Determining if a list (array) has duplicate elements in Python

Money and Business

The following is a description of how to determine if a list (array) has duplicate elements (all elements are unique/unique) in Python, for each of the following cases.

  • For a list with no list in the element
  • For lists with lists of elements (two-dimensional arrays, lists of lists, etc.)

See the following article on how to remove or extract duplicate elements from a list.

Note that lists can store different types of data and are strictly different from arrays. If you want to handle arrays in processes that require memory size and memory addresses or numerical processing of large data, use array (standard library) or NumPy.

Determine if there are duplicate elements in the list (if the element has no list)

If the element does not have an updatable object such as a list, use the constructor set() of the set set type.

The set type is a data type that has no duplicate elements. When a list is passed to the constructor set(), duplicate values are ignored and an object of type set with only unique values as elements is returned.

The number of elements in this set type object and the original list are obtained and compared using the built-in function len().

  • If the number of elements is equal, there are no duplicate elements in the original list
  • Duplicate elements are included in the original list if the number of elements is different

Functions that return false if there are no duplicate elements and true if there are duplicate elements are as follows

def has_duplicates(seq):
    return len(seq) != len(set(seq))

l = [0, 1, 2]
print(has_duplicates(l))
# False

l = [0, 1, 1, 2]
print(has_duplicates(l))
# True

The example is a list, but the same function can be used with tuples.

Mutable (updatable) objects such as lists cannot be elements of type set. Therefore, lists with lists as elements (two-dimensional arrays, lists of lists, etc.) will result in a TypeError. The countermeasure is shown below.
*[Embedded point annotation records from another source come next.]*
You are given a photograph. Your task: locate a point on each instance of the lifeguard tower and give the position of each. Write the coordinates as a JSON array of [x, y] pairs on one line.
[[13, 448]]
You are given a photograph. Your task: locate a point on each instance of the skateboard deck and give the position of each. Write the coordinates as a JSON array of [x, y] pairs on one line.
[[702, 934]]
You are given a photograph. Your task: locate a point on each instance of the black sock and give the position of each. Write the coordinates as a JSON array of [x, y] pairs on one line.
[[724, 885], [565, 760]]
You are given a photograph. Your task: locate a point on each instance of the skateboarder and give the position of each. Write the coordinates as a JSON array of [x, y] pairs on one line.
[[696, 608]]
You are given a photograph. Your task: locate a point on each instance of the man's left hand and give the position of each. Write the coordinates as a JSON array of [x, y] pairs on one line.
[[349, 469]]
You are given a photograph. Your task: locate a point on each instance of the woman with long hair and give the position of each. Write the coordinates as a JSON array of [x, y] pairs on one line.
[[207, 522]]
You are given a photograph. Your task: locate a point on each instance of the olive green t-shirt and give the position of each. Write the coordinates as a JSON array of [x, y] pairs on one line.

l_2d = [[0, 1], [1, 1], [0, 1], [1, 0]]
# print(has_duplicates(l_2d))
# TypeError: unhashable type: 'list'

Determine if there are duplicate elements in the list (if the element has a list)
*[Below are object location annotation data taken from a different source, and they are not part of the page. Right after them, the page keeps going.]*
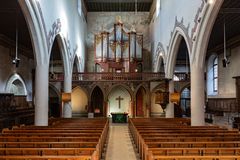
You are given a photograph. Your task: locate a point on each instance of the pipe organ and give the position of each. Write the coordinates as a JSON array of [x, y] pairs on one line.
[[119, 50]]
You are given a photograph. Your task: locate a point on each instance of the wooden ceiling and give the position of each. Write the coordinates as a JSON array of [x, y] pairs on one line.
[[118, 5]]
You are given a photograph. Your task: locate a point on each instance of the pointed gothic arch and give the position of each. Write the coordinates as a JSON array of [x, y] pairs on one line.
[[36, 26], [203, 32], [62, 46], [177, 36], [16, 85]]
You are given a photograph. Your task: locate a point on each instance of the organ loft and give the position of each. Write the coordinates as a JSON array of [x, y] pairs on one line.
[[126, 79]]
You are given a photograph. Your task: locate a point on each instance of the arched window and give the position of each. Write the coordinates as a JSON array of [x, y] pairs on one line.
[[80, 7], [212, 75], [215, 74], [16, 85]]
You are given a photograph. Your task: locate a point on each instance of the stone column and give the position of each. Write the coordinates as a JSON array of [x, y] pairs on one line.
[[170, 106], [197, 96], [67, 108], [41, 95]]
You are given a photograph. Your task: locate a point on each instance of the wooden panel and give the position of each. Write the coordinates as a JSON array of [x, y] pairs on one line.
[[222, 105]]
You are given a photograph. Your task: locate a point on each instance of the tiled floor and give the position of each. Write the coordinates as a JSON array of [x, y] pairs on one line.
[[119, 144]]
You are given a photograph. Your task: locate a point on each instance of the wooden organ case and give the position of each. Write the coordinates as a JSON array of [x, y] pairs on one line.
[[118, 50]]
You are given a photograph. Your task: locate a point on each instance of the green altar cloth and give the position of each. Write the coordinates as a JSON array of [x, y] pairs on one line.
[[119, 117]]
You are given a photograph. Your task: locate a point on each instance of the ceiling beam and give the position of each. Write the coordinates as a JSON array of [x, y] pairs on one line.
[[118, 1], [230, 11]]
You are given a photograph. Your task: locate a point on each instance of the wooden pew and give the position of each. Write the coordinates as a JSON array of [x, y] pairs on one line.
[[160, 138], [83, 138]]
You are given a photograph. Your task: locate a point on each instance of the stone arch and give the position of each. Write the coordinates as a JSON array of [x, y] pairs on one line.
[[64, 53], [17, 81], [79, 101], [175, 41], [203, 32], [159, 59], [36, 25]]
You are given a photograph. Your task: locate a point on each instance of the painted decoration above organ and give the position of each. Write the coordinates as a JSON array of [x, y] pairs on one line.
[[118, 45]]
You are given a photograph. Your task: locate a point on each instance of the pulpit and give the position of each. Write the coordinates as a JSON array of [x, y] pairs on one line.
[[119, 117]]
In the case of a list with a list of elements (such as a list of lists), the following functions can be used to determine if there are duplicate elements.

def has_duplicates2(seq):
    seen = []
    unique_list = [x for x in seq if x not in seen and not seen.append(x)]
    return len(seq) != len(unique_list)

l_2d = [[0, 0], [0, 1], [1, 1], [1, 0]]
print(has_duplicates2(l_2d))
# False

l_2d = [[0, 0], [0, 1], [1, 1], [1, 1]]
print(has_duplicates2(l_2d))
# True

Instead of set(), the list comprehension notation generates a list whose elements are only unique values, and the number of elements is compared. See the following article for details.

This function is also valid for lists that do not have a list of elements.

l = [0, 1, 2]
print(has_duplicates2(l))
# False

l = [0, 1, 1, 2]
print(has_duplicates2(l))
# True

The example so far is the determination of whether the list of elements is duplicated (contains the same list).

Whether the elements of each list overlap can be determined after flattening the original list to one dimension.

l_2d = [[0, 1], [2, 3]]
print(sum(l_2d, []))
# [0, 1, 2, 3]

print(has_duplicates(sum(l_2d, [])))
# False

l_2d = [[0, 1], [2, 0]]
print(has_duplicates(sum(l_2d, [])))
# True

Here, sum() is used to flatten the list, but itertools.chain.from_iterable() can also be used. In addition, when flattening a list of three or more dimensions, it is necessary to define a new function.